The recent price action suggests that bulls plan to make a comeback, and a close above Rs 390 could push the stock towards 450 in the next 6 months surpassing its previous high of Rs 449, they say.
The risk-to-reward ratio is favourable for investors who can hold the stock. Investors who already own the stock can hold while fresh money can be deployed when prices close above Rs 390.
The long-term weekly chart of DLF shows that there is a structural similarity (of varying degrees) over the past 10 years. As can be seen in the chart, the initial leg saw prices moved from 500 in October 2009 to 100 in February 2016, while the next 6 years have seen a similar upward move.
Within this secondary move, we saw the prices moving in a parallel channel till April 2021. The pandemic lows saw prices correcting to 115 (a higher low as compared to those created in 2016).
Post this corrective move, we saw a rational uptrend till October 2021 when prices created a 52-week high at 450. There has been a welcome correction post wherein prices have respected the 38.2% Fibonacci retracements at 321.
“The short-term chart of DLF shows testing of the 200-DMA above Rs 360. Post this test of levels last week, we have seen a bullish weekly candle with close almost equivalent to the high of the week,” Pushkaraj Sham Kanitkar, VP Equities at GEPL Capital Ltd, said.
"The second level breakout on the daily chart will once get confirmed when prices break above the level of 390, the earlier 23.6% retracement. The breakout will also bring it in close contention of the confluence of 20 Week MA (100Day) currently around 388,” he added.
Kanitkar further added that while a daily close above 390 will kick in a further burst of momentum, current pricing augurs well from the risk-reward perspective.

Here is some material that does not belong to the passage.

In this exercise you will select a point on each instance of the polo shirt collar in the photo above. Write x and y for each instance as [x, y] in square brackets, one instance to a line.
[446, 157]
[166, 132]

One can eye upsides to the 52-week high around 450 as an immediate target, the 13-year HIGHs around 520 will stand as a secondary target, he said. An initial stop loss should be placed somewhere below 319; a bit below the recent swing low.
(Disclaimer: The views/suggestions/advices expressed here in this article is solely by investment experts. Zee Business suggests its readers to consult with their investment advisers before making any financial decision.)